The last Kuki families who were living in Imphal have alleged that they were forcibly evicted from their homes by security forces on Tuesday.

Residents of the New Lambulane area said that the armed personnel claimed that they were acting under the direction of the Home Department.

“Twenty-four of us were not even given time were not given time to pack our belongings and we were literally herded into the waiting Casper bulletproof vehicle,” the Kukis said in a press note. “Many of us were woken up from our sleep and pulled by our arms into the waiting vehicle with only the clothes we were wearing.”

Around 300 Kuki families living in the New Lambulane area had left their homes after ethnic violence began in the state on May 3. However, some five families comprising of 24 members had stayed back. The locality was since been guarded by Central security forces around the clock, according to The Hindu.

On August 27, an empty house belonging to a Kuki family in the area was set on fire by miscreants. A few neigbouring Meitei homes were burnt too, leading to a strong protest by locals.

“We faced objections from all sides,” S Prim Vaiphei, a resident of New Lambulane, told The Hindu. “The Meitei did not like our presence, the Kukis also wanted us to leave.
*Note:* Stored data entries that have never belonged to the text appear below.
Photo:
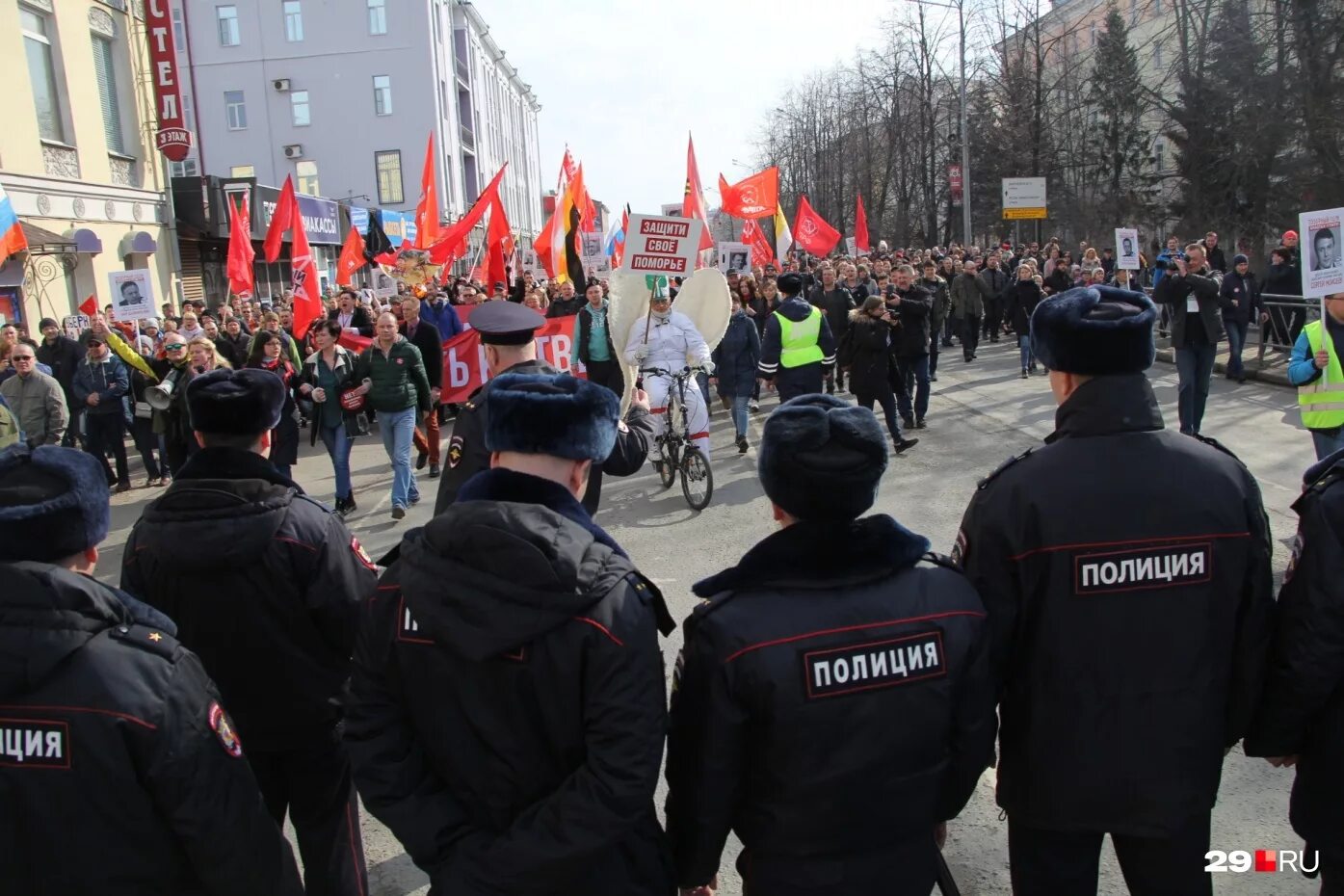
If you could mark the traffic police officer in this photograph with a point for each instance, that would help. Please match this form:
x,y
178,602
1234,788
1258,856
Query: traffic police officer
x,y
797,347
509,333
1126,574
265,585
1302,716
119,769
833,700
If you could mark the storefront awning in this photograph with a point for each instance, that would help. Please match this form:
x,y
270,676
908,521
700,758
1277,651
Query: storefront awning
x,y
85,241
139,242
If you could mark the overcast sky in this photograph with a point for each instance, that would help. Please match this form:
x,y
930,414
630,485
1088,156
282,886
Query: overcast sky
x,y
622,81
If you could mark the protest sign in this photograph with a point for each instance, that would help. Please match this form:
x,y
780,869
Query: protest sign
x,y
660,245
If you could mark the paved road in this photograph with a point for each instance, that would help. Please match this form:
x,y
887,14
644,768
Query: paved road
x,y
980,415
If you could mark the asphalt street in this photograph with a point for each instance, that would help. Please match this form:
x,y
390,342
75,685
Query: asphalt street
x,y
980,415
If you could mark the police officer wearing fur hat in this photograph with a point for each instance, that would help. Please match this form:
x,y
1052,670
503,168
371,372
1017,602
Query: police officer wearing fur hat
x,y
265,586
1126,574
833,702
797,346
119,769
509,714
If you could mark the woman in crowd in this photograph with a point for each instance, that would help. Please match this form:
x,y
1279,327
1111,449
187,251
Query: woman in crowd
x,y
735,361
326,375
1020,300
268,354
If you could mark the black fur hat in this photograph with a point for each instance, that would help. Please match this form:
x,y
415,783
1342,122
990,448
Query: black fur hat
x,y
553,414
245,402
1094,330
822,459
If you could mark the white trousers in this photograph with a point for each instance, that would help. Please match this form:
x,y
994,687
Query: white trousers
x,y
659,390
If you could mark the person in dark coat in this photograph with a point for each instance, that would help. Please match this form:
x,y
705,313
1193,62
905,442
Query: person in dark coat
x,y
272,609
1020,302
509,337
122,772
1241,302
796,364
425,336
834,303
507,705
796,665
1129,645
1302,715
268,354
866,354
735,360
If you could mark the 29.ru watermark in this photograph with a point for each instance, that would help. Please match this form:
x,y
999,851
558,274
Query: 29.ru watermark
x,y
1262,860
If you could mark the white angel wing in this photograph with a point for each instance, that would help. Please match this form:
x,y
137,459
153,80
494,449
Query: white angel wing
x,y
628,303
704,299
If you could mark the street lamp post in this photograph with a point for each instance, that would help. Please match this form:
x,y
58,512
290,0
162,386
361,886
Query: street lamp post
x,y
965,133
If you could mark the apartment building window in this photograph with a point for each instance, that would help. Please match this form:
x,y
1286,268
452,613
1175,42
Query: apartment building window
x,y
235,111
306,172
293,22
387,164
382,94
299,105
41,72
105,70
377,16
227,19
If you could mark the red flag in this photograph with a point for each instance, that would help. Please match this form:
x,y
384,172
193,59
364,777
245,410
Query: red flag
x,y
812,231
286,210
308,303
754,237
426,211
351,258
496,237
241,252
754,197
452,239
860,227
693,200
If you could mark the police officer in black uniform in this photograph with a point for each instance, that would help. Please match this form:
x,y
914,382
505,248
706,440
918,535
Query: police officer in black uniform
x,y
1302,716
265,585
833,701
507,712
1126,574
509,333
119,769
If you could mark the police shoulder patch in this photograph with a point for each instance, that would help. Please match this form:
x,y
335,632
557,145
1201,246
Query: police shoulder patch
x,y
224,728
1003,466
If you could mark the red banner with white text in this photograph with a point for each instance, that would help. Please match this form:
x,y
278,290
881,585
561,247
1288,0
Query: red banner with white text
x,y
463,356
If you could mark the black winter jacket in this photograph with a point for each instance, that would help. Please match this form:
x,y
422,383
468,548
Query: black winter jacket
x,y
1303,711
832,698
119,774
1130,644
264,585
507,712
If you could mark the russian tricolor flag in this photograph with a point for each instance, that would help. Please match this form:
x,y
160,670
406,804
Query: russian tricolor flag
x,y
11,235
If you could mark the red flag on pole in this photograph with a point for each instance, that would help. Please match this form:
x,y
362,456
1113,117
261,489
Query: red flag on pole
x,y
754,197
693,200
286,210
451,239
812,231
860,227
241,252
351,258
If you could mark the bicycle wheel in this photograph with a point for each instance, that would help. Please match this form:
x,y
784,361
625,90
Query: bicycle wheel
x,y
667,466
697,479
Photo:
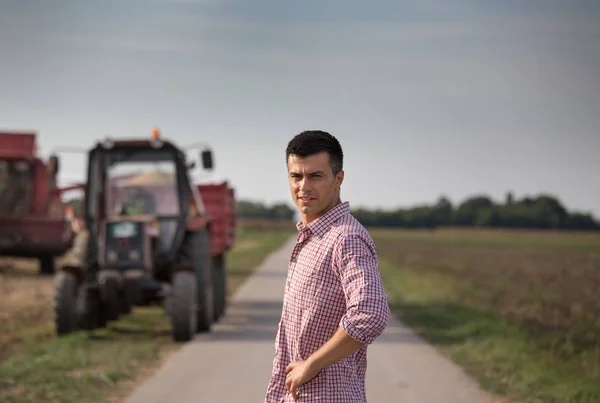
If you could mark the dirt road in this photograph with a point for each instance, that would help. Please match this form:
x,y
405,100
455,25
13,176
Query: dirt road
x,y
233,362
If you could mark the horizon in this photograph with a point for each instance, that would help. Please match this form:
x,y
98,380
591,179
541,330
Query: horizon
x,y
427,99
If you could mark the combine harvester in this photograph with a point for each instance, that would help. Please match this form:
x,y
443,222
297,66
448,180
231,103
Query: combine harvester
x,y
32,220
150,235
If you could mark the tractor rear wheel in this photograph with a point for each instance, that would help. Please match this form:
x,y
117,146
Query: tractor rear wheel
x,y
202,263
65,297
182,306
220,281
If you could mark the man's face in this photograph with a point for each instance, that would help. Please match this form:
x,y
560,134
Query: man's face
x,y
314,188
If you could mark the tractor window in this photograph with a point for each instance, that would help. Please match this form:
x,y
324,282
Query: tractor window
x,y
16,187
136,186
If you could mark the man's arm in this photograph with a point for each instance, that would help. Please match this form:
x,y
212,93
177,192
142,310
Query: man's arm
x,y
356,265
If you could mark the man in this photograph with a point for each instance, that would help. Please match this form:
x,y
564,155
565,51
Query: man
x,y
334,303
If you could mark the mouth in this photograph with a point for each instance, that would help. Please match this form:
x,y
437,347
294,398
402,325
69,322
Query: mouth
x,y
305,200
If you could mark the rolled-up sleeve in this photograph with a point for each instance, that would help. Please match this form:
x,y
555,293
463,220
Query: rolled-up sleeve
x,y
357,266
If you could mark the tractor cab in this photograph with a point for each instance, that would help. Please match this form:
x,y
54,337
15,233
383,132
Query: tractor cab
x,y
139,196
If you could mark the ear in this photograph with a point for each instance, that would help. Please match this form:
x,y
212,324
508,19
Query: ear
x,y
339,178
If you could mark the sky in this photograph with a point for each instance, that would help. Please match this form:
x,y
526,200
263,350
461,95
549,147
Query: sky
x,y
427,98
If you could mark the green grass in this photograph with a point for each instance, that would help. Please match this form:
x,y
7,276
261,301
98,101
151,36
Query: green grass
x,y
547,240
103,365
453,307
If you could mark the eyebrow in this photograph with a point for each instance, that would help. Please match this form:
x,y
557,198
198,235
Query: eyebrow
x,y
319,172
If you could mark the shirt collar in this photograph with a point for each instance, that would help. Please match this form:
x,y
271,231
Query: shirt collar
x,y
322,224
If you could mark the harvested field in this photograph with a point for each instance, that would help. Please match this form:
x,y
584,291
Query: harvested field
x,y
518,309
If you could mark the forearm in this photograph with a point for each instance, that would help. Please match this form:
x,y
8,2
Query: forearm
x,y
340,346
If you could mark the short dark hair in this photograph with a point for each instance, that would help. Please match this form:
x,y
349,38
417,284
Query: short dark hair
x,y
311,142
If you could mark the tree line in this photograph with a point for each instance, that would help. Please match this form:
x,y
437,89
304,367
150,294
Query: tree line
x,y
539,212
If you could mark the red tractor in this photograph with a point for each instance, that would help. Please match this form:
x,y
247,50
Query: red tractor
x,y
150,235
32,222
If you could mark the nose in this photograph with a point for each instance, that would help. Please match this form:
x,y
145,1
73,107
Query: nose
x,y
303,185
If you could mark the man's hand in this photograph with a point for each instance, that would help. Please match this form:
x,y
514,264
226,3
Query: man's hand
x,y
298,373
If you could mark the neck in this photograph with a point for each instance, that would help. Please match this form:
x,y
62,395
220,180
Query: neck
x,y
308,219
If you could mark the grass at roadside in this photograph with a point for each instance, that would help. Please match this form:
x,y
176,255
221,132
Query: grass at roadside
x,y
104,365
519,312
The security forces also made requests time and again asking us to move to another location.”

The 78-year-old said that the families had been taken to an Assam Rifles camp in Motbung in Senapati district, some 25 kilometres away from Imphal.
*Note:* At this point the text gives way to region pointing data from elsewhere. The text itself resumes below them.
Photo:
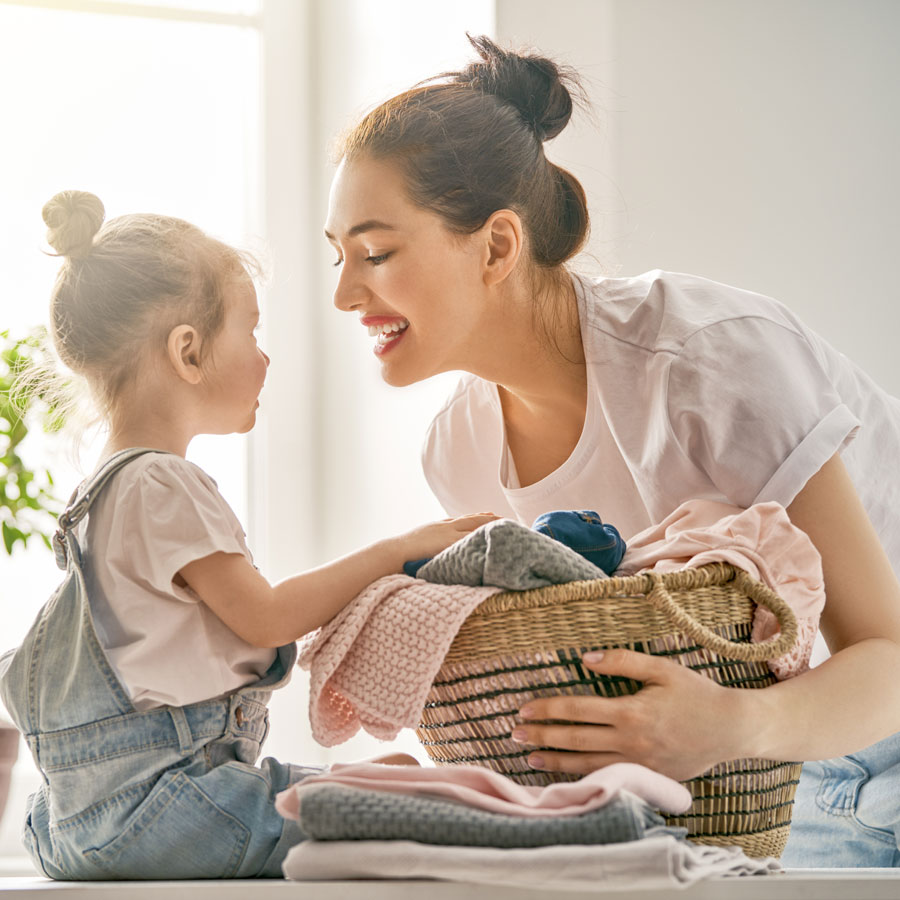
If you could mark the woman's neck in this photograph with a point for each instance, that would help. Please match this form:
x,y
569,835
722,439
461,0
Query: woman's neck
x,y
537,357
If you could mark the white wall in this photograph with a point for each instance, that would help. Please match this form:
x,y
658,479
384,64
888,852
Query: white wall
x,y
752,141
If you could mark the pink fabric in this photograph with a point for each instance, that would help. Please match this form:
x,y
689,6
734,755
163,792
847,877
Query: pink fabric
x,y
484,789
372,665
762,541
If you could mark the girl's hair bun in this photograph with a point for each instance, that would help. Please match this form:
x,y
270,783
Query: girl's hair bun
x,y
537,87
72,219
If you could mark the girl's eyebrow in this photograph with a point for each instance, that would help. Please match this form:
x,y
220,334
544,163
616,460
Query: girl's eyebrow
x,y
362,227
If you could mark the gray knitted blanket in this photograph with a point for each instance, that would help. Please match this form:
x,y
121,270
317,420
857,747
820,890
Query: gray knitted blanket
x,y
507,554
331,812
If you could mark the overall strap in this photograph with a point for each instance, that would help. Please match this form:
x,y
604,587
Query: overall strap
x,y
84,495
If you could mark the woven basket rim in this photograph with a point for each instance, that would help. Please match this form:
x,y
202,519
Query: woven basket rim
x,y
618,586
“This was my only home,” Vaiphei said. “My ancestral home was burnt down in the current wave of violence.”

The residents expressed their displeasure at the “high-handed abduction like forcible evacuation” against their will.

“We regret that a country like India is unwilling to ensure the life and security of its citizens at the place of their residence, succumbing to the intimidation of chaotic forces trying to destroy the society and the state,” they said in their statement.

An unidentified defence official told The Hindu that the families had been provided safe passage from New Lambulane to Motbung on a special request by the civil administration.

The official said the tribal people had stayed in the locality for a long time and had become vulnerable targets.

Over 195 people have been killed in the ongoing ethnic conflict and nearly 60,000 persons have been forced to flee their homes since the violence broke out in Manipur. The state has reported cases of rape and murder, and mobs have looted police armoury and set several homes on fire despite the heavy presence of central security forces.

“Total separation of Meiteis and Kukis”

The Kuki Inpi Manipur, the apex body of Kuki organisations, said that the eviction of the residents from the New Lambulane has marked the total separation of Kukis and Meiteis in Manipur.

The body said that it was imperative for the Centre to constitutionally recognise this “separation” without any delay.

“The only viable solution to the ongoing state-sponsored ethnic cleansing against the Kuki people lies in the total separation of the two communities – Meiteis and Kukis, the process of which has been completed in the aftermath of the evacuation of the remaining Kuki volunteers in Imphal last night.”